Around the same time, in the spring of 1991, David Hulme and Michael Snyder, his assistant, took part in discussions with the faculty at the Trinity Evangelical Divinity School. During his presentation, Mr. Hulme said he had been invited to explain the church’s position on a “number of things” and to update them on the “changes” in the
WCG
. He said he wanted to take them through “some of the more important changes that have occurred in the last four to five years.” When he got to the subject of the trinity, Mr. Hulme relied on Dr. Stavrinides’ paper mostly, quoting several paragraphs from it, concluding with,
Even though the Worldwide Church of God considers
some
positions on the trinity to be heretical (for example, all forms of Arianism), it sees the Eastern, Western, Protestant, and Modernist views of the nature of God as genuine attempts to reach a deeper understanding of God’s nature.
33
As you might imagine, with these types of comments being made to those
outside
the church, all sorts of “rumors” and “gossip” began swirling on the
inside
.
Was the
WCG
about to accept the trinity?
some wondered. Fortunately for members, Mr. Tkach Sr. stepped forward to set the record straight. Toward the end of the summer of 1991, he wrote an article in the church’s newspaper titled “How Do You React to Change?” The article reflected much of the
WCG
’s latest discussions with
Truths That Transform
, Watchman Fellowship and the Trinity Evangelical Divinity School. Mr. Tkach clued the membership in on the church’s new position on man’s destiny to not become God. “No human being can be equal with God,” Mr. Tkach explained.
34
“Our inheritance is to be children of God, definitely the supreme pinnacle and crowning glory of God’s creation,
but not literally to be God himself.”
Later, he explained, “We are, and will be, members of the family of God. But even when we are changed, we will still be distinct from the eternal, uncreated, without beginning, supreme and sovereign God.”
35
Just so the reader knows, Mr. Armstrong
NEVER
taught that man was destined to be on God’s level, insofar as rank, position or experience. He taught that we would be on God’s level in the same way a newborn son is on the same level as his human father—all members of
one family.
But Mr. Tkach said it was now inappropriate to use the father-son analogy to define our relationship with God.

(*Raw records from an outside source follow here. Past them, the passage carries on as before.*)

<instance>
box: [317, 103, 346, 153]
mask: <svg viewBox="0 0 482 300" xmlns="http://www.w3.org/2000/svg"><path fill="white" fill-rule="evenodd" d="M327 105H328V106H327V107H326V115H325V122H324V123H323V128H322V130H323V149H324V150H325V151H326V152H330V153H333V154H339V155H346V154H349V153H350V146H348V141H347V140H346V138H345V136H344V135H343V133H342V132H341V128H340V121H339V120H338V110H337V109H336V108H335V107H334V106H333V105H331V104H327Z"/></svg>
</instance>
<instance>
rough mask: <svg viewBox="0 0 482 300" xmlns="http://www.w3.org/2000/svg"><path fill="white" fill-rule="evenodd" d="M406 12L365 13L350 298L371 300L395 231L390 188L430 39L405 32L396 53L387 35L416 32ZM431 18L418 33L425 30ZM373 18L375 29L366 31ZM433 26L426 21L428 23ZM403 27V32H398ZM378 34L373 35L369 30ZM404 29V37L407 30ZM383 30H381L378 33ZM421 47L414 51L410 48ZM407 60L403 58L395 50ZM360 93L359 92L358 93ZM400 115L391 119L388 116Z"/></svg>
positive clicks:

In drawing these distinctions between man and God, the stage was now set for closing off the Godhead to three beings in one. As Mr. Armstrong correctly noted, the trinity limits God. It does away with the family of God.
At the end of his article, Mr. Tkach answered the critics (such as the
PCG
) who were saying the
WCG
was rejecting all the doctrines that made it distinct and different from Protestant churches. He then listed a number of distinctive doctrines that still made the
WCG
unique. Incredibly, included in the list, is this emphatic statement on the nature of God: “We
DO NOT BELIEVE
the doctrine of the trinity. “
36
Never mind that in a personal letter to Watchman Fellowship, Michael Snyder declared a
Good News
article “null and void” because of its comments in opposition to the trinity doctrine. Nor that, according to Snyder, the subject of “God’s disclosure” was now an “open question” in the church. Neither did Mr. Tkach mention that the church now taught the “full divinity of the Father, and of the Son, and of the Holy Spirit—the biblical foundation for all trinitarian discussions”—as Dr. Stavrinides had explained to the ministry months earlier. Nor did he draw attention to the fact that David Hulme had been involved in several discussions with trinitarians at the Trinity Evangelical Divinity School.